Up and down secondary has no answers
Sheldon Brown is looking for answers, just like everybody else.
Sheldon Brown is looking for answers, just like everybody else. Why are the Eagles' 5-7? Why are they struggling so much at home? Why can't they win a close game? Why can't they do
to help their playoff chances, when everyone else in the NFC wildcard hunt is willing to do so?
Why, why, why.
"I still believe we've got playoff players in this locker room," Brown said about 30 minutes after the Eagles lost to Seattle, 28-24, their fourth loss at home and fourth by less than a touchdown. "Why we don't have the record to show that? Honestly, I can't give you an answer to that because I don't know what's going on. We have a great nucleus of players that have won, so how can we say we don't know how to win? Can I say we're not making enough plays to win? Probably. That's been the case. I have no idea why we're not doing that."
Brown's day yesterday was reflective of the Eagles' overall performances of late. He had some terrific plays, and some horrible ones. He was up. He was down. And in the end, the lingering feeling was that of disappointment, not exhilaration.
On the second play of the third quarter, with the Eagles trailing 21-17, Brown stripped Seattle receiver Bobby Engram after Engram caught a seven-yard pass from Matt Hasselbeck. Trent Cole recovered the fumble to give the Eagles the ball at the Seahawks' 40-yard line.
Four plays later, Brian Westbrook ran for a 29-yard touchdown to give the Eagles' their first lead, 24-21.
But a few minutes later, Brown helped give the points back. He was helping Lito Sheppard, who tweaked his knee and was obviously struggling, in the secondary when Maurice Morris ran into the open field. Brown closed on the approaching Morris, but Morris froze him with a fake, then ran into the end zone for a crushing 45-yard touchdown that with 9 minutes, 22 seconds remaining in the third quarter became the game-winning score.

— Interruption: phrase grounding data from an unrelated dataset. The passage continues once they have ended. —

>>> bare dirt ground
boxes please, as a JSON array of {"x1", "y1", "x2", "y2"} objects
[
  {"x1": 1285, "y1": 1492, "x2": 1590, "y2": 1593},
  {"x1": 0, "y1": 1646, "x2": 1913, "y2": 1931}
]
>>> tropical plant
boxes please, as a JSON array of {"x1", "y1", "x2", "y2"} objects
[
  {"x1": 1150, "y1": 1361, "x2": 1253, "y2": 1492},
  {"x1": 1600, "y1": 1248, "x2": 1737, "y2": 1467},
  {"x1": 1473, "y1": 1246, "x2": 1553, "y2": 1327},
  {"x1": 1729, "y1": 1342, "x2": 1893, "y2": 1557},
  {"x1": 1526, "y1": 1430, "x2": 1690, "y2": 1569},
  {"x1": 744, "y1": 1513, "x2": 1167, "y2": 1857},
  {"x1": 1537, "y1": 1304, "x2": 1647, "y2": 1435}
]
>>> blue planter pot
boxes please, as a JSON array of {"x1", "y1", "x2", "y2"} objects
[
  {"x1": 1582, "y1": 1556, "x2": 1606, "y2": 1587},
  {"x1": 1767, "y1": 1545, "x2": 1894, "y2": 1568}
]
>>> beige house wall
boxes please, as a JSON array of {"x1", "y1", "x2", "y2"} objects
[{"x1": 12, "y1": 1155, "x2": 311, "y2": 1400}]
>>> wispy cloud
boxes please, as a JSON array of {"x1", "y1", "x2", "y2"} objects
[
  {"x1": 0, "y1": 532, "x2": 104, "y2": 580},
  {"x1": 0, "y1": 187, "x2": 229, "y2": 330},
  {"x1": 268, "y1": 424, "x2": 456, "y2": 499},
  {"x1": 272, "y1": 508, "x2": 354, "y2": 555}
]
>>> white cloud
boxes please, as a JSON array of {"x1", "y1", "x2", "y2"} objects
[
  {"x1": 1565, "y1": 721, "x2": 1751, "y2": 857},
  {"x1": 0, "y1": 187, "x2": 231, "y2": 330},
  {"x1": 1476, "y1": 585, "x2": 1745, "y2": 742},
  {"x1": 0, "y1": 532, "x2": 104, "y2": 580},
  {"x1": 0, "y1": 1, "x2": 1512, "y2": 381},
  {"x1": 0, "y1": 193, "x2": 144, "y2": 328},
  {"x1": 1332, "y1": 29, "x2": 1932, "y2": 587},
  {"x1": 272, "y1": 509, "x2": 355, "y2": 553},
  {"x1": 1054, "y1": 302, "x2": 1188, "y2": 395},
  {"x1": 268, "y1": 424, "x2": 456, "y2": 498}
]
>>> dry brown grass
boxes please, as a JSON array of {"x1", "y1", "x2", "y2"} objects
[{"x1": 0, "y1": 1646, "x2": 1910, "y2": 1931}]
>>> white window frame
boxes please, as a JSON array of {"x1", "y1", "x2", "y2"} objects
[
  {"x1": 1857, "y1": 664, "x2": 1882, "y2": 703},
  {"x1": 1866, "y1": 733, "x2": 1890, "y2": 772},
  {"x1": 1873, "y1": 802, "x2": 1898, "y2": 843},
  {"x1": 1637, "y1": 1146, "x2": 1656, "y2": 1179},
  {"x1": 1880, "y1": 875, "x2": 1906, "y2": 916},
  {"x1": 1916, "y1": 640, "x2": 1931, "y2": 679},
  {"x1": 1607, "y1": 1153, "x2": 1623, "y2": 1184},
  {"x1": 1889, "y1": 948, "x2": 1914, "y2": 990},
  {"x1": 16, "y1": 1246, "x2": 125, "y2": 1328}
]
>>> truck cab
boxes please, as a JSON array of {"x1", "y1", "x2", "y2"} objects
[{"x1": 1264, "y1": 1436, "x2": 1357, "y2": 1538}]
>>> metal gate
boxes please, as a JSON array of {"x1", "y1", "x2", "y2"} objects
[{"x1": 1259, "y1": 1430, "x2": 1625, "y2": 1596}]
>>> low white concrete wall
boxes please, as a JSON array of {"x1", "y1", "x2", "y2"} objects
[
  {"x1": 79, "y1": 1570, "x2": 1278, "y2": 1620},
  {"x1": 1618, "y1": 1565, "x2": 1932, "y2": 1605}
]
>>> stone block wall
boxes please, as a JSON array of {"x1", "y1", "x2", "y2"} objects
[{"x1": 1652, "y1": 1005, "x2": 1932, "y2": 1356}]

"I'm trying to cheat anyways to help Lito with the receiver, and all of a sudden this running back comes through that I'm like a million yards away from on a wet surface," Brown said. "It's a tough surface. He made the play, I didn't. I guess crap happens."
Indeed, it did.
But two possessions later, Brown gave the Eagles' sputtering offense another chance, outjumping Deion Branch for a Hasselbeck pass at the Eagles' 22-yard line. Brown pointed, then ran down the field and gave the first-down signal. William Thomas met him with a hug on the sideline, and Jim Johnson tapped his helmet as a ball boy took the ball and put it away for safe keeping.
It was Brown's third interception of the season and first since picking off Chad Pennington of the New York Jets on Oct. 14. It also became a hollow victory after the Eagles' offense moved just 20 yards before the Seahawks picked off A.J. Feeley for the third time.
"If you turn the ball over, obviously that's not good," Brown said. "Then, when you create turnovers, if you can't capitalize on it, what's the use of creating the turnover? It's tough. But what are you going to do?"
Now, the only thing the Eagles can do is go back to work on Wednesday and prepare for the New York Giants. They are just 2-4 at home this season, and now two games below .500. Brown doesn't get it.
Andy Reid's message to the team after the game was this: Stay together.
"We already know that," Brown said. "We're going to stay together. Why am I going to talk about another guy, or talk about a coach? That don't make sense. What's that going to prove, that I'm a coward? We're going to see who you want in the foxhole with you. And that's coming from me."